Der Ausstieg aus fossilem Gas braucht einen klaren Rechtsrahmen, sonst drohen unnötige Infrastrukturkosten.

Für die Zukunft der österreichischen Gas-Verteilernetze müssen jetzt die richtigen Weichen gestellt werden. Die Energiewende erfordert den Ausstieg aus der Nutzung von fossilem Gas. Doch dieser Ausstieg braucht klare rechtliche Rahmenbedingungen, sonst drohen unnötige Kosten für den Aufbau einer doppelten Infrastruktur.
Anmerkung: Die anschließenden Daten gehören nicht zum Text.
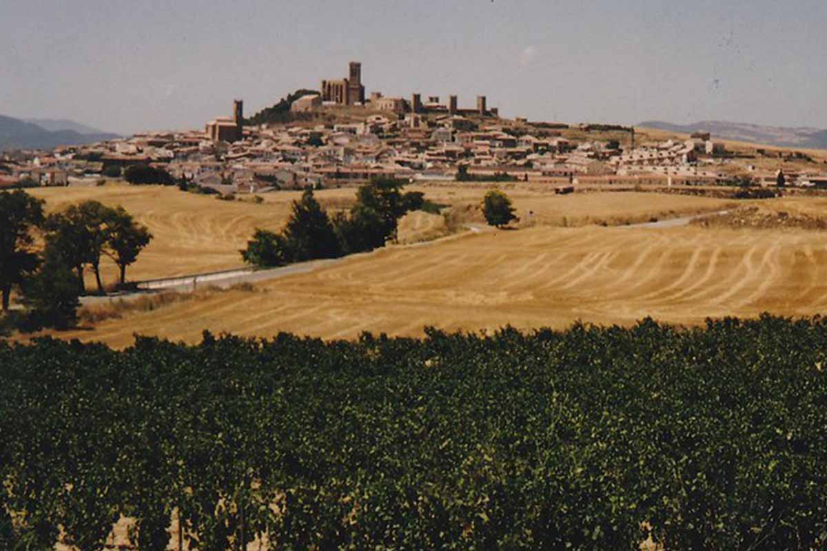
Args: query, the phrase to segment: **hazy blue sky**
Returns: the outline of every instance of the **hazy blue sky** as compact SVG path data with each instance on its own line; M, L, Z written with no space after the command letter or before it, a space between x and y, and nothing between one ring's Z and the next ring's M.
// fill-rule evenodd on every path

Mit dem Gaswirtschaftsgesetz (GWG) und dem Erneuerbare-Gase-Gesetz (EGG) – beide derzeit auf Regierungsebene in Behandlung – sollte deshalb ein klarer gesetzlicher Ordnungsrahmen für die Transformation der Netze geschaffen werden. Das forderte der Geschäftsführer der Linz Netz Gmbh, Johannes Zimmerberger, beim Energiepolitischen Hintergrundgespräch des Forums Versorgungssicherheit am 2. Juli 2026.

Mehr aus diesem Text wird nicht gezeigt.